Cuba currently has 77,809 hotel rooms, of which 44.5% have a five-star category, 29.6% four-star, 13.6% three and 12% another classification.
48% of the accommodation facilities belong to the Gaviota Group, 22% to Cubanacán, 18% to Gran Caribe and 12% to Islazul.
Of these figures, 50,000 rooms are managed by major foreign hotel companies, mainly Meliá, Iberostar, BlueDiamond, Roc, Barceló, Blau, Kempinski, Accor, NH, Axel, Be Live and Sirenis.
We have more rooms than ever before, but we don’t have enough tourists. In the first quarter of the year, the National Office of Statistics and Information of Cuba (ONEI) reported an occupation rate of 13.9% for the entire country.

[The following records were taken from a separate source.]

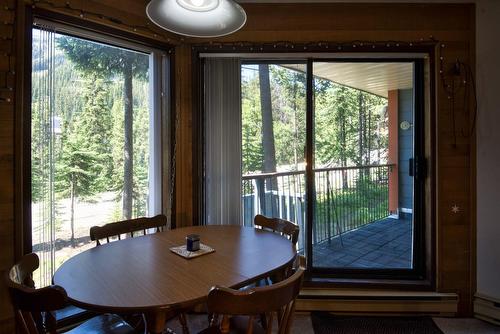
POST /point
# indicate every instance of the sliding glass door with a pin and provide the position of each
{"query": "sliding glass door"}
(273, 142)
(336, 147)
(362, 173)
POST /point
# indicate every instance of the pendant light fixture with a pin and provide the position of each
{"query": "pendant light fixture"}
(197, 18)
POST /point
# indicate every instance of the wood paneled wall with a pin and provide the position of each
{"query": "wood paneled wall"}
(452, 25)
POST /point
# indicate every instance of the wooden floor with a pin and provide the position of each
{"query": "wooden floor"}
(385, 243)
(302, 325)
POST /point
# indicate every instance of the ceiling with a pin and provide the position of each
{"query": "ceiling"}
(375, 78)
(357, 1)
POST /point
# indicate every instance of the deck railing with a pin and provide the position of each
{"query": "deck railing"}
(346, 198)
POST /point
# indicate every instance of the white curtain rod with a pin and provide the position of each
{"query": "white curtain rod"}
(317, 55)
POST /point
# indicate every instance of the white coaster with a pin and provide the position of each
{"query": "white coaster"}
(182, 251)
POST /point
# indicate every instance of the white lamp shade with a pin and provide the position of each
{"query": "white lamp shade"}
(223, 19)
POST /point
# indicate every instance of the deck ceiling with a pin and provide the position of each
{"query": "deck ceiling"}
(375, 78)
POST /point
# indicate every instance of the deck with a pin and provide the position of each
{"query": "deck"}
(386, 243)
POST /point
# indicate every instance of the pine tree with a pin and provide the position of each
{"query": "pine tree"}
(107, 62)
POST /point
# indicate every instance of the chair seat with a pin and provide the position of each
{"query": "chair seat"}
(104, 324)
(70, 315)
(238, 324)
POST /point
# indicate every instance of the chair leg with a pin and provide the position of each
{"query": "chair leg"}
(182, 320)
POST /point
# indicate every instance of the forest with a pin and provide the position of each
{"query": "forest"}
(90, 125)
(93, 138)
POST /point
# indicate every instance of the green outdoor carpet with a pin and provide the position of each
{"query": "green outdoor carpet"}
(325, 323)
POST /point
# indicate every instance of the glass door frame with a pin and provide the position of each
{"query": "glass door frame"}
(421, 276)
(418, 249)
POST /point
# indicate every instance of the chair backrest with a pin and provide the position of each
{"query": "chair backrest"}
(29, 302)
(127, 227)
(277, 299)
(278, 225)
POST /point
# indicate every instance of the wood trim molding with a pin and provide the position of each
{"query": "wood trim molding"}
(487, 308)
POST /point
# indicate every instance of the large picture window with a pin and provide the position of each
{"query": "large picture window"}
(95, 139)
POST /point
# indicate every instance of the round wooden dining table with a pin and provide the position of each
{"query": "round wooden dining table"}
(142, 275)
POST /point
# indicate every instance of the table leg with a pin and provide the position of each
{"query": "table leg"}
(156, 321)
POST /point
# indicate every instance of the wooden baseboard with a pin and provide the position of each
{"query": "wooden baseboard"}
(487, 308)
(378, 302)
(7, 326)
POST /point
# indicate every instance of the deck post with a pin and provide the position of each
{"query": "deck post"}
(392, 156)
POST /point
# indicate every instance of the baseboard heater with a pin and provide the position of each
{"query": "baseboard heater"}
(487, 308)
(378, 302)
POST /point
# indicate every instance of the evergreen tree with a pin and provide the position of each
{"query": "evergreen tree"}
(106, 62)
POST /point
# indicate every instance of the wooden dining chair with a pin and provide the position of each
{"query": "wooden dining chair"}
(32, 305)
(283, 227)
(239, 311)
(129, 228)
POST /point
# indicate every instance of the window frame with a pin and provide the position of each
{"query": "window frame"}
(161, 126)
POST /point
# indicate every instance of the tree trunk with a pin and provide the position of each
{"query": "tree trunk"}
(72, 211)
(128, 153)
(361, 128)
(343, 153)
(267, 134)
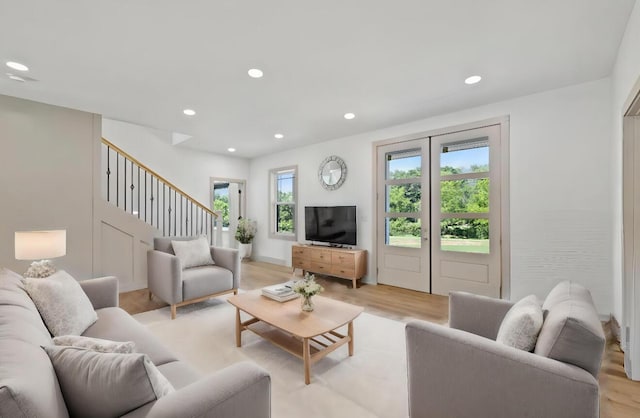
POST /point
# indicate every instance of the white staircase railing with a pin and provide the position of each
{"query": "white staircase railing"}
(140, 191)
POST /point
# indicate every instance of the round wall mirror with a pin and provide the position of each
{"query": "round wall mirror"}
(332, 172)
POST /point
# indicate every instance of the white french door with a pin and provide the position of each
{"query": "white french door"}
(438, 213)
(465, 212)
(403, 219)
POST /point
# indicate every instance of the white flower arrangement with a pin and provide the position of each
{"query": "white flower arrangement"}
(40, 269)
(307, 287)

Getting tourists in such a competitive region does not seem to be an easy task. Unlike Cuba, other Caribbean destinations have achieved a faster recovery. The reasons for how they have achieved this can be discussed, but it is a fact that must be reckoned with.
But tourism is much more than buildings-hotels. Tourism still needs many other “non-tourist” things.

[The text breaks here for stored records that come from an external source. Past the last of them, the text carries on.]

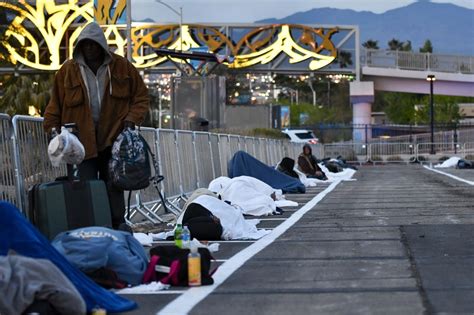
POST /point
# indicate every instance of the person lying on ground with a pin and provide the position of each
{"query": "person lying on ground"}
(209, 218)
(308, 164)
(251, 195)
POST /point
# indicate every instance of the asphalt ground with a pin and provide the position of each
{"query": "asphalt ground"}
(357, 251)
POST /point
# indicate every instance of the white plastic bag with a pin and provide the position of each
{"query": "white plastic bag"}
(65, 148)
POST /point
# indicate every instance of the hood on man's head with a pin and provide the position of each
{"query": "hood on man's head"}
(93, 32)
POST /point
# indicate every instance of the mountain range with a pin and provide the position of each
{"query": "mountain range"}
(450, 28)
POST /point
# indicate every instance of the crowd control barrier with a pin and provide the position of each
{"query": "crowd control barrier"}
(188, 160)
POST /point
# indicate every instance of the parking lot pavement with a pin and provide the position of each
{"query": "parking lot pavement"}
(347, 254)
(444, 260)
(467, 174)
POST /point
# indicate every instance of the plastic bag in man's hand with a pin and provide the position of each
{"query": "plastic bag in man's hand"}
(65, 148)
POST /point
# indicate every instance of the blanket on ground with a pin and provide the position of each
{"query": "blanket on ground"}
(233, 222)
(243, 163)
(18, 234)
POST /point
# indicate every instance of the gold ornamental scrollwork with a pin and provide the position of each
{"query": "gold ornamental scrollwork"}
(51, 22)
(42, 32)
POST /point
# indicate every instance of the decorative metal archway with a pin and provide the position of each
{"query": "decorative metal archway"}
(42, 37)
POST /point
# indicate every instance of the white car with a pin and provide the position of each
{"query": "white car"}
(301, 136)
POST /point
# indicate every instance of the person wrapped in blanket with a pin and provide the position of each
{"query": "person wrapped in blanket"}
(308, 164)
(209, 218)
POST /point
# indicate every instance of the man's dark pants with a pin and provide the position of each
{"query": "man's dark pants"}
(97, 168)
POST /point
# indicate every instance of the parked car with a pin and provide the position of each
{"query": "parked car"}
(301, 136)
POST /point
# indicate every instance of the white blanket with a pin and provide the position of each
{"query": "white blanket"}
(233, 223)
(250, 194)
(451, 162)
(347, 173)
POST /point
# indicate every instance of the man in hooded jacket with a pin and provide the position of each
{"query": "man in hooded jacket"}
(103, 94)
(308, 164)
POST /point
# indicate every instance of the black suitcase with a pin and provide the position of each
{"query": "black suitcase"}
(68, 203)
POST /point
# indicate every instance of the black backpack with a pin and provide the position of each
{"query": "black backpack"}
(129, 166)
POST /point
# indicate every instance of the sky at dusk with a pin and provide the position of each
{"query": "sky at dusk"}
(246, 11)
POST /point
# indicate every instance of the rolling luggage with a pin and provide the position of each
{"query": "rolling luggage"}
(68, 203)
(63, 205)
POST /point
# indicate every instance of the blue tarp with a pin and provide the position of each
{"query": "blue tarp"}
(243, 163)
(18, 234)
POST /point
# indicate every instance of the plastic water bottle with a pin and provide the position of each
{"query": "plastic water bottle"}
(178, 236)
(54, 133)
(194, 267)
(186, 237)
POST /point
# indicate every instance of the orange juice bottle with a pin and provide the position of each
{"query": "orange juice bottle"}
(194, 267)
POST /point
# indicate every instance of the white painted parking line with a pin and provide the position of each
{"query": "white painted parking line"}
(185, 302)
(155, 292)
(450, 175)
(274, 219)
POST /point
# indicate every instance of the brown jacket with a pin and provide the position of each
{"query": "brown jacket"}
(127, 99)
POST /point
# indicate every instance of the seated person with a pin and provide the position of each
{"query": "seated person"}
(286, 167)
(308, 164)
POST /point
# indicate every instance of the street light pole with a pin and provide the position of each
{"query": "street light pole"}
(180, 14)
(431, 78)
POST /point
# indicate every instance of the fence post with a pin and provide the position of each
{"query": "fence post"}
(455, 138)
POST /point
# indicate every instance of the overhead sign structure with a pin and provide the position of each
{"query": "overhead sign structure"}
(47, 33)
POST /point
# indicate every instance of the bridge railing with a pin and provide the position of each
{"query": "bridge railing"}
(407, 60)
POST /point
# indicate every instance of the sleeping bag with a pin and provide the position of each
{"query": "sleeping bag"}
(243, 163)
(17, 234)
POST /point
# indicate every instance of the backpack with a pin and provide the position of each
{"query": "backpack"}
(169, 265)
(129, 166)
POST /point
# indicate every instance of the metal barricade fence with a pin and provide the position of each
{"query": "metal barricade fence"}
(8, 191)
(437, 152)
(467, 150)
(280, 151)
(225, 153)
(187, 161)
(149, 134)
(242, 144)
(317, 150)
(249, 145)
(168, 162)
(260, 149)
(31, 156)
(234, 144)
(392, 152)
(215, 155)
(204, 159)
(271, 147)
(355, 152)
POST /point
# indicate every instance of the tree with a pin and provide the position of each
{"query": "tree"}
(406, 46)
(427, 47)
(20, 92)
(344, 58)
(6, 17)
(395, 44)
(446, 110)
(371, 44)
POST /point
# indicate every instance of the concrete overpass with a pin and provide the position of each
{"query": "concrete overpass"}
(399, 71)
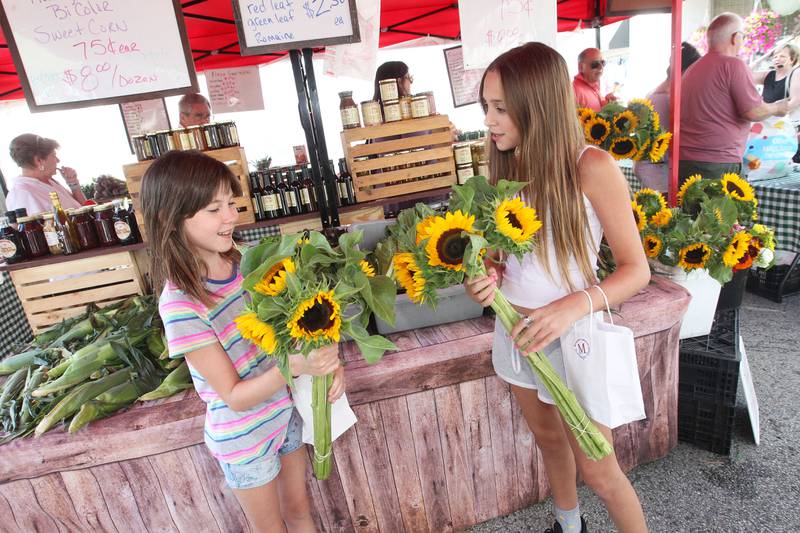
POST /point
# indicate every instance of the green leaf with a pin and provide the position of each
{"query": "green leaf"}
(373, 347)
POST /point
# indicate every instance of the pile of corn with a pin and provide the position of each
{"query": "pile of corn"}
(87, 368)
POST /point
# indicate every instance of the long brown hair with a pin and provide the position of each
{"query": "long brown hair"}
(540, 102)
(175, 187)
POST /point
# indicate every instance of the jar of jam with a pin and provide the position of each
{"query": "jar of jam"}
(33, 237)
(391, 111)
(51, 235)
(84, 223)
(104, 225)
(348, 110)
(371, 113)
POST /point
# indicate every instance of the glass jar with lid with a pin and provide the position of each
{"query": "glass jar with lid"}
(348, 110)
(104, 225)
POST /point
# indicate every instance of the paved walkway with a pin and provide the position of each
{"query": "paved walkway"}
(757, 488)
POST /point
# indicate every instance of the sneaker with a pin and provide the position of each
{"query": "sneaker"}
(557, 527)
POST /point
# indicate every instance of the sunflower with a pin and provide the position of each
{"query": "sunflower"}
(691, 180)
(736, 249)
(596, 130)
(274, 281)
(316, 318)
(659, 147)
(625, 122)
(643, 102)
(737, 188)
(661, 218)
(366, 268)
(652, 245)
(652, 202)
(694, 256)
(516, 220)
(623, 148)
(639, 216)
(257, 332)
(642, 150)
(422, 228)
(409, 276)
(585, 114)
(446, 245)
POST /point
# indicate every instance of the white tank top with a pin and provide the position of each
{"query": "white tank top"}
(526, 283)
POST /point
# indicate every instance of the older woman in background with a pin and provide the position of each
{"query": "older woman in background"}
(38, 162)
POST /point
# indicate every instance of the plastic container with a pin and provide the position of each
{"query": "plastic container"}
(709, 365)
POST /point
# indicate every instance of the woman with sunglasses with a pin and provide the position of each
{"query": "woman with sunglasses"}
(38, 162)
(586, 83)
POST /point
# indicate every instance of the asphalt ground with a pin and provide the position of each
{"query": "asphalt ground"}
(756, 488)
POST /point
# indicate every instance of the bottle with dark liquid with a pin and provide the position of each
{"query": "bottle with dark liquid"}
(65, 227)
(11, 248)
(255, 197)
(308, 198)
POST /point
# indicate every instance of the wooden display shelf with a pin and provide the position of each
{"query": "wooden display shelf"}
(53, 289)
(404, 157)
(234, 157)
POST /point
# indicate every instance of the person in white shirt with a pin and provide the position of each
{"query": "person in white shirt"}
(38, 162)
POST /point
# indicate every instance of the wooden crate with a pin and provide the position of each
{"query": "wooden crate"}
(234, 157)
(431, 167)
(52, 292)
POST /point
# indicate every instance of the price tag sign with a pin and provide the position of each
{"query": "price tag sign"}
(71, 54)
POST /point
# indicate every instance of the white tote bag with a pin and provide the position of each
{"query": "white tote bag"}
(342, 416)
(601, 369)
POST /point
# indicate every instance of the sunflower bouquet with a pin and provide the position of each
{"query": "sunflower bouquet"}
(306, 294)
(632, 132)
(712, 227)
(435, 251)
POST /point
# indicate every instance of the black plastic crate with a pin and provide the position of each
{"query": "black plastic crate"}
(708, 367)
(767, 282)
(707, 425)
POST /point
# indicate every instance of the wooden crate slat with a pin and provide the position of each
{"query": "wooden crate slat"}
(430, 170)
(81, 298)
(444, 137)
(405, 188)
(396, 128)
(52, 288)
(430, 154)
(91, 264)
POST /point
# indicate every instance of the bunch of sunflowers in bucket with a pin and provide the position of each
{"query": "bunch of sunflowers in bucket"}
(306, 294)
(436, 251)
(632, 132)
(713, 227)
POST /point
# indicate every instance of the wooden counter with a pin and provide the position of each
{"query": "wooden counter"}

Suppose then that the reorganization worked for the better in tourism, that Biden allowed more than he has allowed and that the non-payments to suppliers are not such and that the arrivals behave in another way and instead of the tourists received being at around 25% in 2018 are at 50%. Then we would be left with old debts to settle.
Let us think, for example, of something as old and as impactful as the Havana International Airport. The first and last impression of a tourist. Do they have the comfort they should? Having good airports, with first class comfort and first-class service is almost a requirement without which it is difficult to compete in our region. It is undoubtedly a disadvantage with which our tourism must deal day after day.

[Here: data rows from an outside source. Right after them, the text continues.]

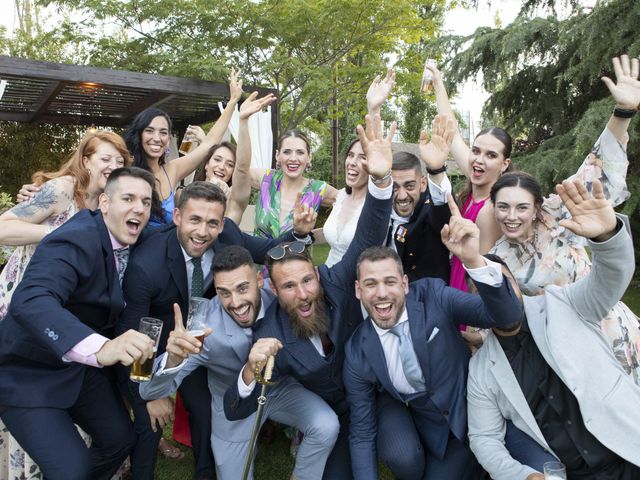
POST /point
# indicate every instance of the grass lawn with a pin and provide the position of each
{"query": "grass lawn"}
(273, 461)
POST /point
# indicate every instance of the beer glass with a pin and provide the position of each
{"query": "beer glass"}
(141, 371)
(188, 143)
(554, 471)
(197, 319)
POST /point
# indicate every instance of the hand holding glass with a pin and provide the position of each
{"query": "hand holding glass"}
(152, 327)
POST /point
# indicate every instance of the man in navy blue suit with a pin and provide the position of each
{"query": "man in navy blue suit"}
(410, 349)
(161, 272)
(58, 334)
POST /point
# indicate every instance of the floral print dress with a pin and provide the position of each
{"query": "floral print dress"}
(556, 256)
(268, 206)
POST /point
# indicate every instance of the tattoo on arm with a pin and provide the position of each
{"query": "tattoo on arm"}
(43, 200)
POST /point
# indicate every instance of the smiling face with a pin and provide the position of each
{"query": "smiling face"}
(126, 209)
(407, 187)
(100, 164)
(293, 156)
(221, 164)
(198, 222)
(300, 294)
(355, 176)
(155, 138)
(382, 289)
(239, 293)
(486, 160)
(515, 212)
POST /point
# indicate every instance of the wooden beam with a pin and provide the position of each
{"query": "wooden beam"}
(48, 95)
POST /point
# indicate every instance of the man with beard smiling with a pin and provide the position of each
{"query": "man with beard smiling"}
(58, 334)
(317, 310)
(162, 273)
(409, 349)
(419, 213)
(240, 304)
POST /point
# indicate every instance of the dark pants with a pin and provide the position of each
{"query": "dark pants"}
(197, 400)
(50, 437)
(400, 447)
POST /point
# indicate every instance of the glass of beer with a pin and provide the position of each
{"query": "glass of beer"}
(188, 143)
(197, 319)
(141, 371)
(554, 471)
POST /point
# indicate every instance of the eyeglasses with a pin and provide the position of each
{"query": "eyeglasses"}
(278, 253)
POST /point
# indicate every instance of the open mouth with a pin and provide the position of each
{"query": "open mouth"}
(133, 226)
(383, 310)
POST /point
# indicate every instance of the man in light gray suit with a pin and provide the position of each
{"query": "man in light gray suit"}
(553, 373)
(240, 303)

And rental cars, those that right now with only 13.9% occupancy, are so hard to find and rent. Those cars have possibly the most expensive rate of all the countries in the Caribbean region. They are not competitive prices at all. Who decides these rates can only do so knowing that he has a captive market and therefore can impose any price for a car. Could it be that there is no need for several other companies that provide this service and that compete with the oligopoly. What would be better for Cuba as a tourist country?
To these old, very old problems, new ones are added that affect tourists and tourism, but like the previous ones are not in the hands of the authorities of the sector, of the enterprises and of the tourist workers. They include everything from the new exchange dual exchange rate and the existence of a “plastic” currency, the freely convertible currency, to those associated with sensitive services for tourists, such as internal, urban or air transportation.
And although a part of the tourists’ time is spent in the hotel, especially of all those who stay under the “all-inclusive” modality, that other time spent outside the hotel is becoming more and more decisive.
That much needs to be done within the sector, this is undoubtedly true, that the sector needs its immediate environment to improve and thus be able to compete with its peers in the region, there is no doubt.
The truth, as Professor Perelló affirms, is that we are going through a new era and we must bear in mind that there is a new traveler who does not watch television, books his own flight, selects his hotel, organizes his excursions and that his mobile phone is an extension of his own body.
Are we prepared for this new traveler or are we still thinking of the typical traveler of the 20th century?